Click here for a printable version

Title:  Students in a Coal Mine or Power Plant
Level:  Primary/Middle
Time:  One half to one day


Students will list the steps or processes in converting coal to electricity.

Background Information:

  1. Coal is mined above or below ground.

  2. Coal is an important fuel source in electric generation.


  1. Notebooks and pencils.

  2. List of mines and power plants in your area.


  1. Contact the manager of operations for your local mine or power plant to arrange for field trips.  Explain how important it is for the children to see the mine and power plant to better understand and appreciate their size and the volume of resources they consume in order to produce the electricity that we have grown to assume will always be there when we need it.  Remember to follow your school system's procedures for field trips.

  2. Prior to the field trip, have your students begin keeping a journal of their experience.

  3. Ask them to describe in their journal what they think they will see on their tour.

  4.  Have them draw diagrams and illustrations to show how they think the coal is mined and how coal is used to generate electricity.

  5. Ask them to estimate how much coal they think the mine produces or the power plant burns daily.

  6. Also ask students to notice the landscape along the route to the mine or power plant.  For instance, did they notice railroad tracks?  Was there a waterway nearby?  Was the site located next to a metropolitan area or in the country?  Would this make a difference?  Did they observe reclamation?  What effect does the location of the mine or power plant have on the economy of the immediate area?

  7. After returning from the field trip, ask students to write in their journals again, answering the same question asked on the previous page.  Have them compare their pre-trip predictions with what they learned on the trip.

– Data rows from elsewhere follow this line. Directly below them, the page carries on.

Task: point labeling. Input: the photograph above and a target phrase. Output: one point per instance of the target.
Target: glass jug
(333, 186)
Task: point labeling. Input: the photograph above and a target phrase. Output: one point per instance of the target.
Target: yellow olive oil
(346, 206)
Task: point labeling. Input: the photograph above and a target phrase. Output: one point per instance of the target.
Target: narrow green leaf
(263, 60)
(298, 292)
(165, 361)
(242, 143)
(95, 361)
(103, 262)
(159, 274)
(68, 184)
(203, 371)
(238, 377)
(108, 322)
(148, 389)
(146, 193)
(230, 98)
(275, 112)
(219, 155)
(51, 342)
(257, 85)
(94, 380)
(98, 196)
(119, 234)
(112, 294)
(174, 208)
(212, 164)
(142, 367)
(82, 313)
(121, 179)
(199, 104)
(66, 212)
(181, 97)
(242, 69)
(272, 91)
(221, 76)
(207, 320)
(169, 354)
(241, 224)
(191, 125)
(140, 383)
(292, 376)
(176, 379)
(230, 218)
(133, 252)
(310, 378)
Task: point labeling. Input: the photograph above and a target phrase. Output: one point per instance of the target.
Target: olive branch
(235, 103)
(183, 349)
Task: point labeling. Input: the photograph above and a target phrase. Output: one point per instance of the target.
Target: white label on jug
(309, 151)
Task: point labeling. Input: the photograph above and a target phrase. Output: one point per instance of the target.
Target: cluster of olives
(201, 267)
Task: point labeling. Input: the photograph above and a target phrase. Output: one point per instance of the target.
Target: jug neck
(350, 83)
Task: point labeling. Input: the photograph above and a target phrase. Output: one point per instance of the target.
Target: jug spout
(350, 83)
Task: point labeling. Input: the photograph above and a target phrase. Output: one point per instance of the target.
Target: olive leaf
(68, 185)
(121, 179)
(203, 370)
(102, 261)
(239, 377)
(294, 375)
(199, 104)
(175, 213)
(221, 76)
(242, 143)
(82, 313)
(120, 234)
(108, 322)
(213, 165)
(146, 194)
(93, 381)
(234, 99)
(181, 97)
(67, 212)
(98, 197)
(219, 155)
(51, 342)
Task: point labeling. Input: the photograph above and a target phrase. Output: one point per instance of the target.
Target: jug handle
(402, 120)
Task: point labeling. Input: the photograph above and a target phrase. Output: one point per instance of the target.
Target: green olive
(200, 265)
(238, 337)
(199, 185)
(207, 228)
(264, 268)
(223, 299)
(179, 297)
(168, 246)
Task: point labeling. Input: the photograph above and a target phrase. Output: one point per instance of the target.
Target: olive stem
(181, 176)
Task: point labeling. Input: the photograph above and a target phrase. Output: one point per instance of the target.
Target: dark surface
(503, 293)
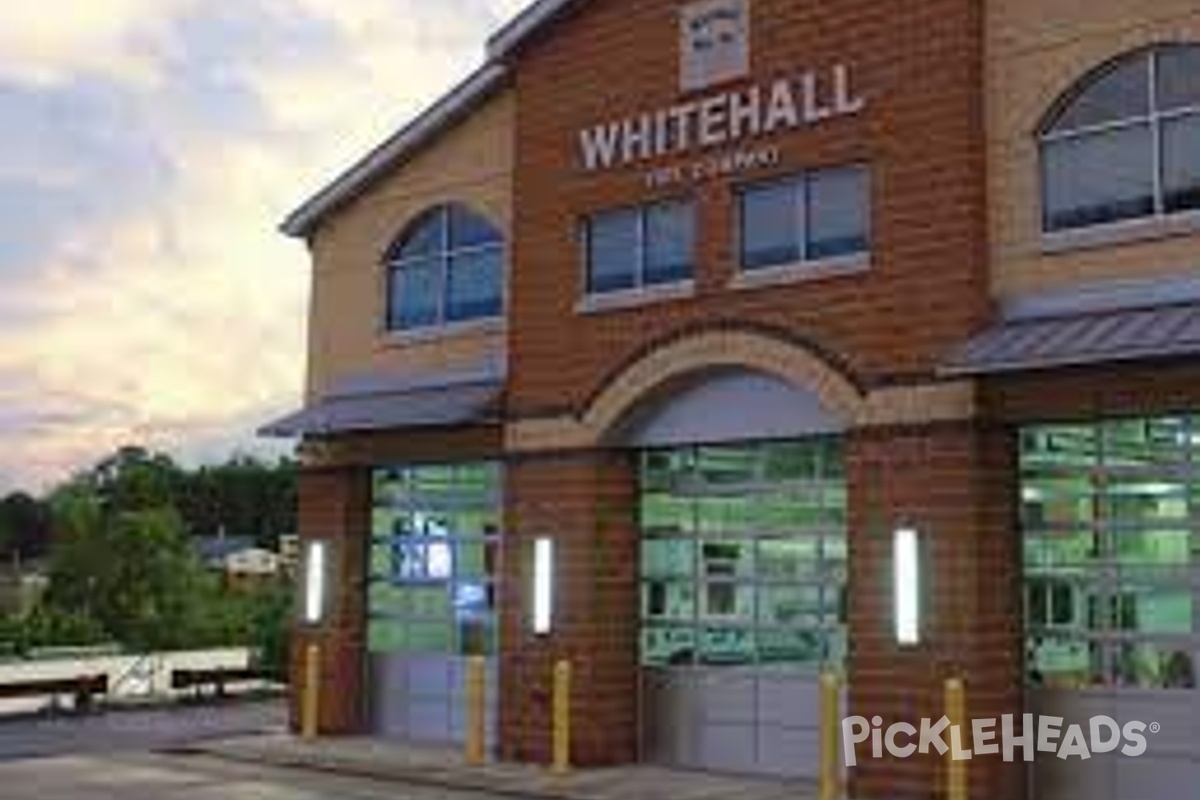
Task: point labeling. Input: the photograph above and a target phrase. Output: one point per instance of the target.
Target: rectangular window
(639, 247)
(726, 590)
(820, 215)
(433, 566)
(1111, 593)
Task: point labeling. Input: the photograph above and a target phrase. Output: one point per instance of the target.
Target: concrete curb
(497, 780)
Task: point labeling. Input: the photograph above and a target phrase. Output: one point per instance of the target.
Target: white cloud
(179, 322)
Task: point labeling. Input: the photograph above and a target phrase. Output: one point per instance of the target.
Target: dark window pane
(1099, 178)
(426, 238)
(469, 229)
(1179, 77)
(670, 242)
(839, 212)
(475, 286)
(1181, 163)
(1121, 94)
(771, 226)
(415, 290)
(613, 242)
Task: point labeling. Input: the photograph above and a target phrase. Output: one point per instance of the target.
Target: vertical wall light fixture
(316, 575)
(543, 585)
(906, 585)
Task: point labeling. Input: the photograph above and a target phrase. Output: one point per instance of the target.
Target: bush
(49, 627)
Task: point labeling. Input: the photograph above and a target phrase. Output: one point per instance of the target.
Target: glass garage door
(431, 596)
(743, 571)
(1110, 513)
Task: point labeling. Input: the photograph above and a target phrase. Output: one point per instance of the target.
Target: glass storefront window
(1110, 515)
(759, 573)
(433, 563)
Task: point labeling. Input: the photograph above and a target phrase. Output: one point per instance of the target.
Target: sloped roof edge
(529, 22)
(449, 109)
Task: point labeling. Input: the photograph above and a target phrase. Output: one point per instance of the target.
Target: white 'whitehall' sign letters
(721, 119)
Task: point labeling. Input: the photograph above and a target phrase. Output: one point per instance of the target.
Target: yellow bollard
(477, 710)
(957, 713)
(562, 713)
(310, 709)
(831, 709)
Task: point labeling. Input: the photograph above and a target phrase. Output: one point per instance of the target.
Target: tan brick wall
(1038, 49)
(919, 68)
(472, 163)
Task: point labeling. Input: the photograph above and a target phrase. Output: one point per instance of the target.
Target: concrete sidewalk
(389, 761)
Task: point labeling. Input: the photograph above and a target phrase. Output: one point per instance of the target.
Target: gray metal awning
(1085, 337)
(388, 402)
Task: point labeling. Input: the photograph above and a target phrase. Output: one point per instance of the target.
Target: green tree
(135, 573)
(24, 527)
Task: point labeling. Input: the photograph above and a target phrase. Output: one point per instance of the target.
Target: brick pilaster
(586, 503)
(335, 507)
(957, 485)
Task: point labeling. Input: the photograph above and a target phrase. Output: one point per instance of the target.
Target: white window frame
(641, 292)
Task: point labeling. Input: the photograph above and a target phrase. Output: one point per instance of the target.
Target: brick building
(726, 299)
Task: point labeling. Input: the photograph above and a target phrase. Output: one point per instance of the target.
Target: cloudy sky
(148, 150)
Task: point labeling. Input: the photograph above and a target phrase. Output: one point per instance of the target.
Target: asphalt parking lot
(149, 776)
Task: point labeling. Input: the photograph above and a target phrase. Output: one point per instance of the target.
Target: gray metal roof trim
(1083, 340)
(1105, 296)
(444, 113)
(431, 408)
(504, 42)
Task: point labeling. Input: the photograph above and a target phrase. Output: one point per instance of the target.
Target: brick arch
(715, 349)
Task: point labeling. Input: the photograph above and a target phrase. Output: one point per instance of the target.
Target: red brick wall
(957, 485)
(586, 503)
(918, 65)
(335, 506)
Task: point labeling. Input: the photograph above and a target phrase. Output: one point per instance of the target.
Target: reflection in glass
(756, 573)
(433, 559)
(1109, 515)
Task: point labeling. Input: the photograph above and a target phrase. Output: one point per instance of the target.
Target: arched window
(1125, 144)
(447, 268)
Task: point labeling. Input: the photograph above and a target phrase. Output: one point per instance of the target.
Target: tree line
(118, 543)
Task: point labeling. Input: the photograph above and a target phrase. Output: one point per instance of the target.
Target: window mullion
(1156, 132)
(803, 187)
(640, 277)
(444, 278)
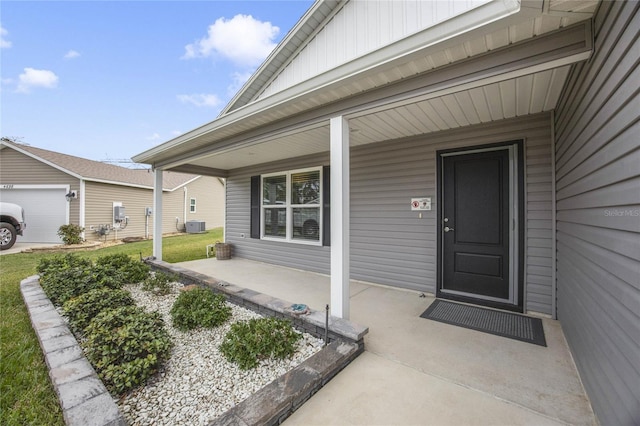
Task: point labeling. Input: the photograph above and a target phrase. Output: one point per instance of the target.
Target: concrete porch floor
(416, 371)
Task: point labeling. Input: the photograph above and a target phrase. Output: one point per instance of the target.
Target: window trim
(289, 207)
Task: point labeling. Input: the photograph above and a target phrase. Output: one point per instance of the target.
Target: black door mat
(506, 324)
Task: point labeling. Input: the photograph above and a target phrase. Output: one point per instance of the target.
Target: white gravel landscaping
(197, 383)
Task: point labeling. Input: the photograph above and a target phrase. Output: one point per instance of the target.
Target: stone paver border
(83, 397)
(85, 400)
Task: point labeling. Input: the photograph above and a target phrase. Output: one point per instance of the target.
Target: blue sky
(110, 79)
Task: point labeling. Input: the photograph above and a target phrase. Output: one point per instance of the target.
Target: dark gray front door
(475, 224)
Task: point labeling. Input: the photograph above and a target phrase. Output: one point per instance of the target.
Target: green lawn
(26, 394)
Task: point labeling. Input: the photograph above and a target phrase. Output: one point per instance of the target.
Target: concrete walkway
(420, 372)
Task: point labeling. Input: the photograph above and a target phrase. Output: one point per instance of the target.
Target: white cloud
(32, 78)
(238, 80)
(4, 44)
(200, 100)
(242, 39)
(71, 54)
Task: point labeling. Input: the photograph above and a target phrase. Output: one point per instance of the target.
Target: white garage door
(45, 211)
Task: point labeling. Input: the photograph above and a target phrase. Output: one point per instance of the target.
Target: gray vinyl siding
(389, 243)
(598, 219)
(19, 169)
(99, 209)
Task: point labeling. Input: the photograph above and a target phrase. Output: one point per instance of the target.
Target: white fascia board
(478, 17)
(183, 185)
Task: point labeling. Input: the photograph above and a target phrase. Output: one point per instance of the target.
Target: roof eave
(475, 18)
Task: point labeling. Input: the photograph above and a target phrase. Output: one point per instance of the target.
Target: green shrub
(158, 283)
(126, 346)
(248, 342)
(70, 234)
(55, 264)
(134, 271)
(82, 309)
(65, 277)
(199, 307)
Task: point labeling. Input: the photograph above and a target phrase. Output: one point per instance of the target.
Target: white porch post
(157, 214)
(340, 217)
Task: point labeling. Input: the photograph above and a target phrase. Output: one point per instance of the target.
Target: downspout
(184, 210)
(82, 198)
(554, 266)
(224, 210)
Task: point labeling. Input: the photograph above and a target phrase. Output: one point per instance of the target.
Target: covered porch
(418, 371)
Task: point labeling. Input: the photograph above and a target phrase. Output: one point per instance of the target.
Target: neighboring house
(57, 189)
(482, 151)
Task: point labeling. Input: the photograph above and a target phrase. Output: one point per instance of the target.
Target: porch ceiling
(297, 124)
(529, 94)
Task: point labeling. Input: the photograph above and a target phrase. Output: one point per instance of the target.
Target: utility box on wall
(195, 226)
(119, 214)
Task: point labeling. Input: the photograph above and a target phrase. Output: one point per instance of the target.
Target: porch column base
(340, 208)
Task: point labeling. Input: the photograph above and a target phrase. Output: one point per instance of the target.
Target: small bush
(248, 342)
(199, 308)
(134, 271)
(126, 346)
(67, 283)
(65, 277)
(82, 309)
(158, 283)
(70, 234)
(55, 264)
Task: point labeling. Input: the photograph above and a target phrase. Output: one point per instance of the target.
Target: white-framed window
(291, 206)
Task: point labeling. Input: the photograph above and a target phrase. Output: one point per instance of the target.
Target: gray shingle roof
(98, 171)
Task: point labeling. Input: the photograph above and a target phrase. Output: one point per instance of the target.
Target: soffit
(530, 94)
(518, 96)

  8. Flip the lights in your classroom off and on a few times.  Ask the students to draw a map, which traces the energy used in the classroom lights back to the coal, which was burned to generate the electricity.

  9. Ask them to draw in the details they remember about the conversions of energy along the way:  ancient plants storing the sun's energy as plant material, coal formation, coal mining, coal burning to create steam to run generators, generators making electricity, the transmission lines, feeder stations along the way, the switch and the light bulbs in the classroom.